I temporarily disabled my antivirus (AVG) and restarted the install. That fixed it.

  • I had to completely uninstall AVG. Simply disabling it didn't work for me. – Giorgos Betsos Oct 01 '15 at 18:57
  • Same for me. Disabling AVG didn't work. But what works is - turning on/off wi-fi. That gets a stuck installer going again. – rustyx Mar 05 '16 at 22:00
  • Seriously recommend this fix - I had major problems with VS 2015 Update 1 and 2 - disabling anti-virus (Avast in my case) solved the install issues – Quango Mar 09 '16 at 08:05
  • I even must remove the AVG and use the Avira instead because the AVG keeps alerting about the URL:Mail virus in the setup file. – Doan Vu Jun 02 '16 at 04:11
23

The current version of AVG Free antivirus is incompatible with Microsoft Visual Studio 2015.

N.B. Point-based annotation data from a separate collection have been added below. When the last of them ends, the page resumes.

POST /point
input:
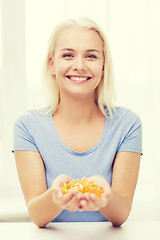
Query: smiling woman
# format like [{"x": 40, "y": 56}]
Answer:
[
  {"x": 93, "y": 52},
  {"x": 80, "y": 134}
]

  1. It does not allow Visual Studio to be installed on the computer. It gets stuck at "Creating restore point". Visual Studio installs perfectly when AVG is turned off.

  2. Any code compiled in "Release" mode targeting x86 platform/environment (in project properties) does not compile. It compiles successfully when AVG is turned off.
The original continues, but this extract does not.